We share personal data with a limited set of vetted vendors who help us run the Service. Categories include cloud infrastructure, payment processing, transactional email, vector storage, large-language-model inference, and observability tooling. Each sub-processor is bound by confidentiality and security obligations at least as protective as this policy.

A current list of sub-processors, and our Data Processing Agreement (DPA) for merchants who require one, are available on request — email [email protected].

International transfers

We are based in the UAE but personal data may be stored or processed in other jurisdictions where our sub-processors operate, including the United States and the European Union. Where personal data is transferred outside the UAE, EEA, or UK, we rely on adequacy decisions, Standard Contractual Clauses, or other lawful transfer mechanisms under the UAE PDPL and applicable foreign laws.

Retention

We keep account data and configuration data for as long as your account is active. Conversation data is retained until you delete it from the dashboard or close your account. Backups are purged within thirty (30) days of deletion. Billing, tax, and legal records are retained for the period required by UAE law.

Cookies

Our marketing site uses strictly necessary cookies and, after consent, PostHog product analytics. We do not use advertising cookies. You can withdraw cookie consent at any time by clearing the consent banner state in your browser; you can also block cookies through your browser settings without losing access to public pages.

Your rights

Subject to local law, you have the right to access the personal data we hold about you, to request correction or deletion, to object to or restrict processing, to portability of data you provided to us, and to withdraw consent. Residents of California may exercise rights under the CCPA / CPRA, including the right to know, delete, correct, and opt out of "selling" or "sharing" personal information — although we do not sell or share personal information as those terms are defined. Residents of the UAE may exercise rights under the UAE PDPL; residents of the EEA / UK may exercise rights under the GDPR / UK GDPR.

Most rights can be exercised from the dashboard. Otherwise, email [email protected] and we will respond to verified requests within thirty (30) days. You also have the right to lodge a complaint with the UAE Data Office or your local supervisory authority.

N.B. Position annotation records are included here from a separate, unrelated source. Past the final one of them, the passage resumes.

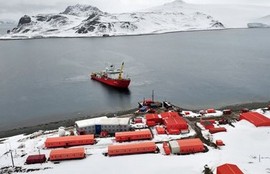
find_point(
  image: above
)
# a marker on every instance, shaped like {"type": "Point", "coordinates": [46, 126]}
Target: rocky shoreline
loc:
{"type": "Point", "coordinates": [70, 122]}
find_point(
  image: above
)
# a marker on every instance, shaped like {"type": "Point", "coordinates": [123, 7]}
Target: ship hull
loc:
{"type": "Point", "coordinates": [123, 83]}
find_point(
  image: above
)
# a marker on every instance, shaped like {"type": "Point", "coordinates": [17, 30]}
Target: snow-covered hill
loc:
{"type": "Point", "coordinates": [85, 20]}
{"type": "Point", "coordinates": [260, 23]}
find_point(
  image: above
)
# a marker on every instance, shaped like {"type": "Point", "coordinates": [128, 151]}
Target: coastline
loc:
{"type": "Point", "coordinates": [120, 35]}
{"type": "Point", "coordinates": [70, 122]}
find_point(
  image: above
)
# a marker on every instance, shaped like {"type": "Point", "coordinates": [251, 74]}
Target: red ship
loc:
{"type": "Point", "coordinates": [112, 77]}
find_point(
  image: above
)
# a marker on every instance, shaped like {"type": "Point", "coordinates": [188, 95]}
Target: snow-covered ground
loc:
{"type": "Point", "coordinates": [245, 145]}
{"type": "Point", "coordinates": [87, 21]}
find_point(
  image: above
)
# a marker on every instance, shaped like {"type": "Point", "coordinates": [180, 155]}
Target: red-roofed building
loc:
{"type": "Point", "coordinates": [173, 122]}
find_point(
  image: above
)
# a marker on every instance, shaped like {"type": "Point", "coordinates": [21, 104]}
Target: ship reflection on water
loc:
{"type": "Point", "coordinates": [116, 97]}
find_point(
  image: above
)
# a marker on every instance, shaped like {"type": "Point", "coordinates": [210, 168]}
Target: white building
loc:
{"type": "Point", "coordinates": [97, 125]}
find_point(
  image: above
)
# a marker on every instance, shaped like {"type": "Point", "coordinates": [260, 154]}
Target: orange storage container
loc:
{"type": "Point", "coordinates": [64, 154]}
{"type": "Point", "coordinates": [132, 148]}
{"type": "Point", "coordinates": [69, 141]}
{"type": "Point", "coordinates": [190, 146]}
{"type": "Point", "coordinates": [144, 134]}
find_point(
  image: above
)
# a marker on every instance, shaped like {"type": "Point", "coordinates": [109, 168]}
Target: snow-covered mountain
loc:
{"type": "Point", "coordinates": [8, 22]}
{"type": "Point", "coordinates": [260, 23]}
{"type": "Point", "coordinates": [83, 20]}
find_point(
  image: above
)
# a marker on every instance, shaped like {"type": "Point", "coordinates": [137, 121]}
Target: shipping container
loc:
{"type": "Point", "coordinates": [144, 134]}
{"type": "Point", "coordinates": [190, 146]}
{"type": "Point", "coordinates": [229, 169]}
{"type": "Point", "coordinates": [132, 148]}
{"type": "Point", "coordinates": [33, 159]}
{"type": "Point", "coordinates": [65, 154]}
{"type": "Point", "coordinates": [69, 141]}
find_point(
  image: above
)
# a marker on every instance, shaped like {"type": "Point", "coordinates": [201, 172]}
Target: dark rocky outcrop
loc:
{"type": "Point", "coordinates": [24, 20]}
{"type": "Point", "coordinates": [81, 10]}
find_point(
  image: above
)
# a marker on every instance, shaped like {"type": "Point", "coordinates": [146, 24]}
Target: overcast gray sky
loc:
{"type": "Point", "coordinates": [14, 9]}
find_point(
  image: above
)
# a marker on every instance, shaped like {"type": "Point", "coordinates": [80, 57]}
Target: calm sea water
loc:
{"type": "Point", "coordinates": [47, 79]}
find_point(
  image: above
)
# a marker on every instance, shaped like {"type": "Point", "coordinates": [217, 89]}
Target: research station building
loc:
{"type": "Point", "coordinates": [98, 125]}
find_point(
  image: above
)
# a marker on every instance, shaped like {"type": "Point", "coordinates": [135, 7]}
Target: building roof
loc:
{"type": "Point", "coordinates": [130, 133]}
{"type": "Point", "coordinates": [67, 151]}
{"type": "Point", "coordinates": [131, 145]}
{"type": "Point", "coordinates": [190, 142]}
{"type": "Point", "coordinates": [69, 138]}
{"type": "Point", "coordinates": [102, 121]}
{"type": "Point", "coordinates": [228, 168]}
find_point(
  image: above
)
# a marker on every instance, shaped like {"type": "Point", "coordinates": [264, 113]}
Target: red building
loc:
{"type": "Point", "coordinates": [33, 159]}
{"type": "Point", "coordinates": [190, 146]}
{"type": "Point", "coordinates": [65, 154]}
{"type": "Point", "coordinates": [69, 141]}
{"type": "Point", "coordinates": [173, 122]}
{"type": "Point", "coordinates": [144, 134]}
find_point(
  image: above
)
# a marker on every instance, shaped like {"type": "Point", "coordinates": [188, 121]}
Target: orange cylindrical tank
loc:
{"type": "Point", "coordinates": [64, 154]}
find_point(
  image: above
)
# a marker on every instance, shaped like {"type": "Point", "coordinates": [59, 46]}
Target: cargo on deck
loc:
{"type": "Point", "coordinates": [33, 159]}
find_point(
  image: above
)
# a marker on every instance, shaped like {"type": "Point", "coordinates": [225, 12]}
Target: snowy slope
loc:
{"type": "Point", "coordinates": [82, 20]}
{"type": "Point", "coordinates": [86, 21]}
{"type": "Point", "coordinates": [245, 145]}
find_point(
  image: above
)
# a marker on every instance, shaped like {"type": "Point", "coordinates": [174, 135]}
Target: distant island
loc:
{"type": "Point", "coordinates": [88, 21]}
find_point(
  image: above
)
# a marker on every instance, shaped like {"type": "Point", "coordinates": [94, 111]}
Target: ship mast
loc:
{"type": "Point", "coordinates": [121, 71]}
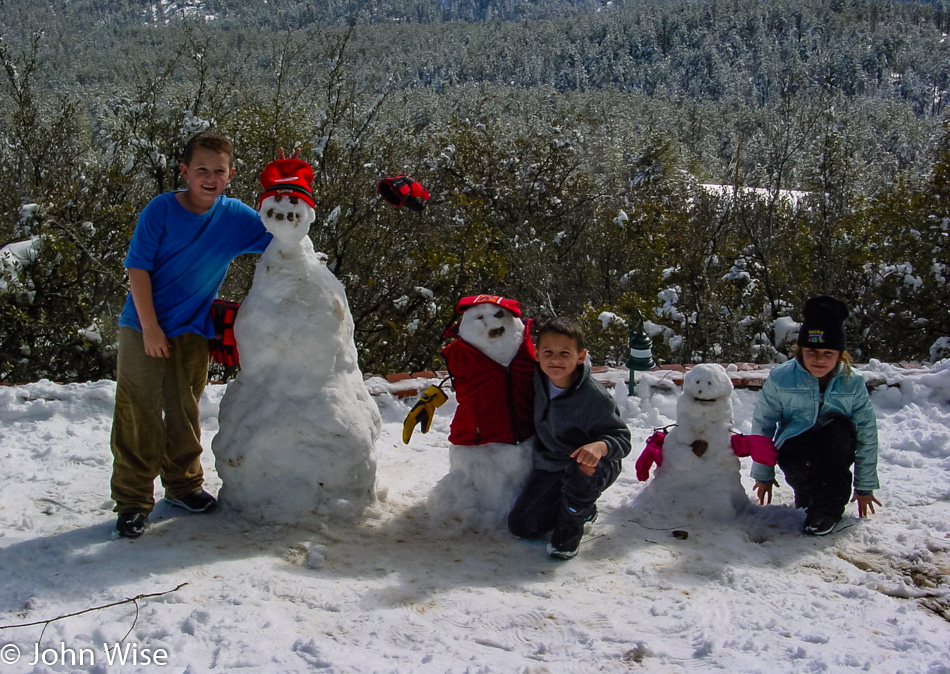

Automated processing and AI

The Service uses large-language-model inference to generate agent responses and to retrieve relevant knowledge. We design the Service so that material decisions about end customers — for example, refund approvals or account holds — are not taken solely by the model without merchant configuration and oversight. Where automated decisioning is in scope, you may request human review by contacting the merchant or, in respect of our own processing of your data, by contacting us.

Security

We use TLS 1.2+ in transit, encryption at rest, role-based access control, audit logging, signed webhooks, per-role secret rotation, and vendor security review before onboarding new sub-processors. No system is perfectly secure; if we become aware of a breach affecting your personal data, we will notify you and the relevant supervisory authority within seventy-two (72) hours where required by law.

Children

The Service is intended for businesses and is not directed to individuals under eighteen (18). We do not knowingly collect personal data from children. If you believe a child has provided personal data to us, contact us and we will delete it.

Changes to this policy

We may update this Privacy Policy from time to time. If changes are material we will notify active accounts by email and update the date at the top of this page. Continued use of the Service after the effective date constitutes acceptance of the updated policy.

Contact

Questions, requests, or complaints: [email protected]. Postal address: [Company legal name], DMCC, [unit / tower], Dubai, United Arab Emirates.